While federal unions push for a bigger pay raise than the 1 percent President Obama will propose in his 2015 budget, lawmakers say that any raise faces a fight.

Rep. Steny Hoyer, D-Md., the House minority whip, said a larger pay raise faces stiff opposition from Republicans and even 1 percent will be a challenge.

“I think they think zero is better, and a matter of fact some would reverse,” Hoyer said.

Hoyer said a bigger pay raise will help with the recruitment and retention of federal employees and that the Federal Salary Council has repeatedly warned of a pay gap between federal workers and the private sector.

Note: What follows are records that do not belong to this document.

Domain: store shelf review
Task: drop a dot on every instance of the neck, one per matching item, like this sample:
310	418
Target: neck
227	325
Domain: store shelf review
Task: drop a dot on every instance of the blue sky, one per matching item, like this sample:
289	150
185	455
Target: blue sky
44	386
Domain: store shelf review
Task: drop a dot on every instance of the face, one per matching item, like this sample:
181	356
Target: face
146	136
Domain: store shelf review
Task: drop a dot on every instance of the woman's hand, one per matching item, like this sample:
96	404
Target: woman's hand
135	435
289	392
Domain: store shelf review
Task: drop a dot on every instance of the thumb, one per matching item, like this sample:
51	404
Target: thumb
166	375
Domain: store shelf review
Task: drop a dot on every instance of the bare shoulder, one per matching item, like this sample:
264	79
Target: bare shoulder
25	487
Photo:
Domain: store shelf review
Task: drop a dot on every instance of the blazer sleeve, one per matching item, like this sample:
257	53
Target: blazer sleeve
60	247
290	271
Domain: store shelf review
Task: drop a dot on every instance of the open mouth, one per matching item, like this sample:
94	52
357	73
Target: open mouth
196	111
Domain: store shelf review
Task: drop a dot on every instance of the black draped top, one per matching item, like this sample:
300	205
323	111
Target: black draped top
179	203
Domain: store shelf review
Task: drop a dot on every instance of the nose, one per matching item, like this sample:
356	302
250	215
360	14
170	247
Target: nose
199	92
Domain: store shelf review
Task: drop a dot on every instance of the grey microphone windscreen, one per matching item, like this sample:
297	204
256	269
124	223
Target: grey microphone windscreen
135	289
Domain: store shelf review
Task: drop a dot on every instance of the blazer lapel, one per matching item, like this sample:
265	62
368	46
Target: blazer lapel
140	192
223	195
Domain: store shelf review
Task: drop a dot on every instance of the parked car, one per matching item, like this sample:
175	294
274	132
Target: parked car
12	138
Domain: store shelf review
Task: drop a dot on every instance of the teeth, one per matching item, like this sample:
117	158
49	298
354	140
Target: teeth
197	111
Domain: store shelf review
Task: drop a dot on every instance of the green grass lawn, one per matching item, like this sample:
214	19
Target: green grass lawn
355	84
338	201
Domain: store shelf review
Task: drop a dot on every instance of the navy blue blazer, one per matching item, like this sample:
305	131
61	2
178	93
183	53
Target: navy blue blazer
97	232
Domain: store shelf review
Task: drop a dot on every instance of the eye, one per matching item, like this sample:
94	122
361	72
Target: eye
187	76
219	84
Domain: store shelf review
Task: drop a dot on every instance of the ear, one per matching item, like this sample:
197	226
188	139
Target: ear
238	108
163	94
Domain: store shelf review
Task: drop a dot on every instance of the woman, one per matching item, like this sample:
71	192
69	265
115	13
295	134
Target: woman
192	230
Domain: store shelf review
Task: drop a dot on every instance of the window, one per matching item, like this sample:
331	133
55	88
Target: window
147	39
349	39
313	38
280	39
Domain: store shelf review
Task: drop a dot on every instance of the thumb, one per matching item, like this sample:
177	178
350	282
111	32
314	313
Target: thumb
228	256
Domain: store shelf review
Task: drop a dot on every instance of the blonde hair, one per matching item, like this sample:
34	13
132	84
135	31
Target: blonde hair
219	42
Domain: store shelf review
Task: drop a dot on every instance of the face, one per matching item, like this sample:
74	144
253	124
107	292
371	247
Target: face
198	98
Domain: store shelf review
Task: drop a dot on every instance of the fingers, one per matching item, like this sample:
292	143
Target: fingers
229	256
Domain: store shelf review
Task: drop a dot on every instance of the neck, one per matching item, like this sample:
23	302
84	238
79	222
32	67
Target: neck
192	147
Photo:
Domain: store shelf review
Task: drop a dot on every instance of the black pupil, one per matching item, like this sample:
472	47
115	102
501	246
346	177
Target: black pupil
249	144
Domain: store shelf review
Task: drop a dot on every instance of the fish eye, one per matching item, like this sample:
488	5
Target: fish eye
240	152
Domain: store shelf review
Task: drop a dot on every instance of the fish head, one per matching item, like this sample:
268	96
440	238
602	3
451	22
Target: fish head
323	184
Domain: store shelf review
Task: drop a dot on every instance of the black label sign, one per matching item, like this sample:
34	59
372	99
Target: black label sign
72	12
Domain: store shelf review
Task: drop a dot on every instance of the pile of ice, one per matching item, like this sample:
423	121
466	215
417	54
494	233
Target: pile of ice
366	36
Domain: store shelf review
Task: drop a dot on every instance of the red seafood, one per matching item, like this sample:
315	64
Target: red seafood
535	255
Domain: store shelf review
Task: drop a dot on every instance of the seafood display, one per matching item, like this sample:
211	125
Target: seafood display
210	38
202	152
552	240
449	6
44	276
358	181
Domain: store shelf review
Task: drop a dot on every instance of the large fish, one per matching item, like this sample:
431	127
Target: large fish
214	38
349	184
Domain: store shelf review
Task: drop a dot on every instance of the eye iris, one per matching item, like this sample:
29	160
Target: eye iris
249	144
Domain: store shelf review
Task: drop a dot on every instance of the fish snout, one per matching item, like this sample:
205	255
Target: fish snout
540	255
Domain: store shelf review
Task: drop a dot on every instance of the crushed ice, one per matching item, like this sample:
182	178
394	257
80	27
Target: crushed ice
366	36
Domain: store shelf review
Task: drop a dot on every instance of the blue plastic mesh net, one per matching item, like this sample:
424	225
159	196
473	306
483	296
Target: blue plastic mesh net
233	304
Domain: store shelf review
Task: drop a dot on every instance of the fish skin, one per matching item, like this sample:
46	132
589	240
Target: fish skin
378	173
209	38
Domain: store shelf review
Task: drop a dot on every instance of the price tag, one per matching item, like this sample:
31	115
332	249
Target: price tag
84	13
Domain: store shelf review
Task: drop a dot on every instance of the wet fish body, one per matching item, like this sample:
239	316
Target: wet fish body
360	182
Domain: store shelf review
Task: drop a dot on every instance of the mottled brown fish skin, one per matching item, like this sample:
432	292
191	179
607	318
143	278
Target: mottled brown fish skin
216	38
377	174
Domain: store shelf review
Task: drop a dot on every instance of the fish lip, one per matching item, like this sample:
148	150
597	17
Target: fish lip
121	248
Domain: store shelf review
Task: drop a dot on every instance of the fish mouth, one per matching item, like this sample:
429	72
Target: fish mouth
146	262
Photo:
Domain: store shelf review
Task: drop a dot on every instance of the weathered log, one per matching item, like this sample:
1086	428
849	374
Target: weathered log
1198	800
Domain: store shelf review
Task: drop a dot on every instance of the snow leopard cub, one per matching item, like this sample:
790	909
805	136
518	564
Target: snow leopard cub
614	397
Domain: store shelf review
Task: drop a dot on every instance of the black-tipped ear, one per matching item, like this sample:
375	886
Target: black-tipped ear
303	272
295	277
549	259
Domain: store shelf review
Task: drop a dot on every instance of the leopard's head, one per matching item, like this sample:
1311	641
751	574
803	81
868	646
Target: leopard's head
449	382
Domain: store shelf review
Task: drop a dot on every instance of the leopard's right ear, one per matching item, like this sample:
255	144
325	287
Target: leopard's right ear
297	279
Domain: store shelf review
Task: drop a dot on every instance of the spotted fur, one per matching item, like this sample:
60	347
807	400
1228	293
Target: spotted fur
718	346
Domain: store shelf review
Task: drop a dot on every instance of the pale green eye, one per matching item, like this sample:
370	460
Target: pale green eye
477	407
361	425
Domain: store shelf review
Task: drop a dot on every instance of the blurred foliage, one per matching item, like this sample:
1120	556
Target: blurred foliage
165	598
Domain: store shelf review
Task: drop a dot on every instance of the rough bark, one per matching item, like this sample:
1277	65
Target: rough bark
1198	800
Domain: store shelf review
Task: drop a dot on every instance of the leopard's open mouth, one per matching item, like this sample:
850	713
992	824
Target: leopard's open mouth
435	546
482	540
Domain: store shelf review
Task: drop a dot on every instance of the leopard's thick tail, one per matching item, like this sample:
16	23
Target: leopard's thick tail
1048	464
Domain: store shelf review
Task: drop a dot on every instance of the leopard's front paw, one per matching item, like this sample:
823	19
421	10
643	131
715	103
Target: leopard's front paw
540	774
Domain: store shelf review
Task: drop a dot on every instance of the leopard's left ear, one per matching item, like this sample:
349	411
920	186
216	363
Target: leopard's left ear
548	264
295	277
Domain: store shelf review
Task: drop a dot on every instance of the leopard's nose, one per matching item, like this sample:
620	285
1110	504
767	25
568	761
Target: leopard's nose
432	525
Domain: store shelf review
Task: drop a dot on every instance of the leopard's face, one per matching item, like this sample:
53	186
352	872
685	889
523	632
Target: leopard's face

Rep. John Sarbanes, D-Md., said any kind of pay raise for federal workers is tough in the current political environment.

“I think you know as well as I do it’s heavy sledding on getting any kind of serious pay increase for our federal workers in this environment,” Sarbanes said.

Rep. Gerry Connolly, D-Va., said that while unions have asked for raises ranging up to 4 percent to offset years of pay freezes and furloughs, it would not pass Congress.

“I don’t think we have any chance on the other side of the aisle getting higher than one percent,” Connolly said.

But by pushing for more than 1 percent federal employees can help move the dialogue on future pay raises in a better direction for federal workers, Connolly added.

“The fact that the president at least laid down the marker they are entitled to an increase as opposed to another freeze or more stagnation is some progress,” he said.

Sen. Ben Cardin, D-Md., said any kind of larger pay raise would be a real challenge but that it is important to make a case for federal workers.

“We have a hard time moving away from the freeze in Congress,” he said.

He added even a 1 percent pay raise will face a challenge, but that its inclusion in a larger budget will make it harder to take out.

“The burden is on those who want to take it out,” Cardin said.